What Am I Compiling For?

It's worth thinking about the target processor you intend your code to run on. If performance is not an issue, then you can go with whatever default the compiler offers. But overall performance will improve if you can be more specific about the target hardware.

Both SPARC and x86 processors have 32-bit and 64-bit modes. Which is best for your code? And are you letting the compiler generate code that utilizes the full instruction set of the target processor?

32-bit mode is fine for most applications, and it will run even if the target system is running in 64-bit mode. But the opposite is not true .. to run an application compiled for 64-bit it must be run on a system with a 64-bit kernel, it will get errors on a 32-bit system.

How do you find out if the (Solaris) system you're running on is in 32-bit or 64-bit mode? Use the isainfo -k command:

 >isainfo -v
64-bit sparcv9 applications
        vis2 vis
32-bit sparc applications
        vis2 vis v8plus div32 mul32

This SPARC system is running in 64-bit mode. The command also tells me that this processor has the VIS2 instruction set.

On another system, isainfo reports this:

 >isainfo -v
64-bit amd64 applications
    sse2 sse fxsr amd_3dnowx amd_3dnow amd_mmx mmx cmov amd_sysc cx8 tsc fpu
32-bit i386 applications
    sse2 sse fxsr amd_3dnowx amd_3dnow amd_mmx mmx cmov amd_sysc cx8 tsc fpu

On UltraSPARC systems, the only advantage to running a code in 64-bit mode is the ability to access very large address spaces. Otherwise there is very little performance gain, and some codes might even run slower. On x86/x64 systems, there is the added advantage of being able to utilize additional machine instructions and additional registers. For both, compiling for 64-bit may increase the binary size of the program (long data and pointers become 8 instead of 4 bytes). But if you're intending your code to run on x86/x64 systems, compiling for 64-bit is probably a good idea. It might even run faster.

So how do you do it?

The compiler options -m64 and -m32 specify compiling for 64-bit or 32-bit execution. And it's important to note that 64-bit and 32-bit objects and libraries cannot be intermixed in a single executable. Also, on Solaris systems -m32 is the default, but on 64-bit x64 Linux systems -m64 -xarch=sse2 is the default.

>f95 -m32 -o ran ran.f
>file ran
ran:    ELF 32-bit LSB executable 80386 Version 1 [FPU], dynamically linked, not stripped
>f95 -m64 -o ran64 ran.f
>file ran64
ran64:  ELF 64-bit LSB executable AMD64 Version 1 [SSE FXSR FPU], dynamically linked, not stripped

It's also most helpful to tell the compiler what processor you're intend to run the application on.
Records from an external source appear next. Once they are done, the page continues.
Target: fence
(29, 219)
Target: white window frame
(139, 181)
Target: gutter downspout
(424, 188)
The default is to produce a generic binary that will run well on most current processors. But that leaves out a lot of opportunities for optimization. As newer and newer processors are made available, new machine instructions or other hardware features are added to the basic architecture to improve performance. The compiler needs to be told whether or not to utilize these new features. However this can produce backward incompatibilities, rendering the binary code unable to run on older systems. To handle this, application developers will make various binary versions available for current and legacy platforms.

For example, if you compile with the -fast option, the compiler will generate the best code it can for the processor it is compiling on. -fast   includes -xtarget=native. You can override this choice by adding a different -xtarget after the -fast option on the command line (the command line is processed from left to right).  For example, to compile for an UltraSPARC T2 system when that is not the native system you are compiling on, use -fast -xtarget=ultraT2.

New processors appear on the scene often. And with each new release of the Sun Studio compilers, the list of -xtarget options expands to handle them.  These new processor values are usually announced in the Sun Studio compiler READMEs. Tipping the compiler about the target processor helps performance.

More about -xtarget and what it means next time.

(For details, check the compiler man pages)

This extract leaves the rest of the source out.